Find out why giving your doctor the details about your rheumatoid arthritis pain—where it hurts and what it feels like—is key to effective treatment.
Ginger MacCutcheon recently started doing yoga, runs a thriving pet boutique and pet-sitting business and loves the lift she gets from taking her dogs to visit residents in a nearby long-term care facility. Yet a few years ago, this 53-year-old entrepreneur from Independence, OH, almost saw her own prized independence slip through her fingers.
It started when she began noticing that getting up in the morning had become a whole lot harder. So is this what old age is like? she asked herself. Everything hurts—no wonder everyone complains! Like many people who live with pain, Ginger simply ignored it at first.
But then the mornings went from difficult to unbearable. “It got to the point that I had to get up at 4:30 AM so I could be functioning by 8 or 9,” she says. “I started wearing clothes I could slip on because I couldn’t do buttons anymore. And I would wear slip-on shoes because I couldn’t tie my shoelaces.”
Her biggest regret looking back is that she wasn’t clear with her doctors. “I wish I had mentioned how tired I was,” she says. “You have to tell your doctor exactly where your pain is, what it feels like and how detrimental it is to your life. If you don’t tell them, they have no way of knowing.”
After a few years of fumbling through being misdiagnosed, Ginger was finally able to get the answers she needed. Turned out her joint pain was the result of rheumatoid arthritis (RA), an autoimmune disease that destroys joint tissue.

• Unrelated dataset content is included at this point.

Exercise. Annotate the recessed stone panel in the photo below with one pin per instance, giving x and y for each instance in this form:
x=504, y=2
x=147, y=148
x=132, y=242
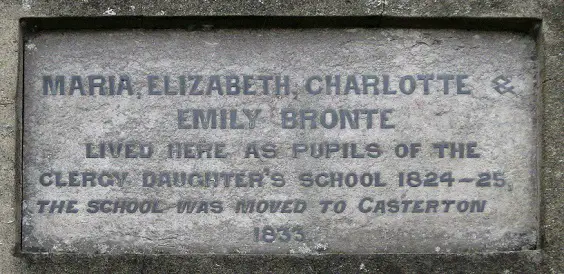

What makes joints vulnerable
Knees, elbows, ankles, knuckles…anywhere in the body where two bones touch end-to-end is a joint. When healthy, a joint is full of soft tissue (cartilage) and fluid, which cushion the bones to reduce friction. Over the years, however, simple wear and tear can cause cartilage to become thinner and erode, leaving bones with less and less protection. Accidents and injuries can also cause damage to joints. But in some cases, pain and discomfort are symptoms of inflammation related to autoimmune diseases like RA or psoriatic arthritis.
A closer look at RA and joints
In RA, pain occurs when the body’s immune system starts attacking itself, mostly in the synovial joints—the knees, fingers, wrists, hips and shoulders—which are enclosed in a fluid-containing capsule. Think of your painful joint as the site of a 24/7 traffic jam—with blood cells running haywire, causing stiffness, swelling and inflammation.
Eventually, all that extra activity breaks down the tissues around your joints. This can destroy parts of your synovium and/or cartilage (see “Why joints start hurting”), causing intense pain. “The first thing I asked my rheumatologist was, ‘Am I going to be crippled?’” remembers Ginger. “My pain had gotten to the point where I thought I was going to have to use a cane.” Luckily, effective treatment has kept Ginger walking without having to lean on anything.
Working with your doctor helps
Ginger is feeling pretty great these days, and she gets a large part of the credit. The reason? She built a solid, trusting relationship with her doctor, being frank about her symptoms and providing details (like what her pain felt like, what might have triggered it and what might make it feel better) that helped him determine the treatment path that made sense for her. Plus, she wasn’t afraid to experiment. “I tried every treatment my doctor suggested, giving each one a fair chance, until I found the one that brought me relief.”
Today, in addition to following her treatment plan, she has a few pampering tricks: “I’ve always liked Dead Sea salts, so I do a bath with those and I feel like a million bucks afterward,” she says. “And sometimes, to forget my pain, I take a drive to these pretty waterfalls that are nearby. I recently told my doctor he saved my life—he gave me my life back.”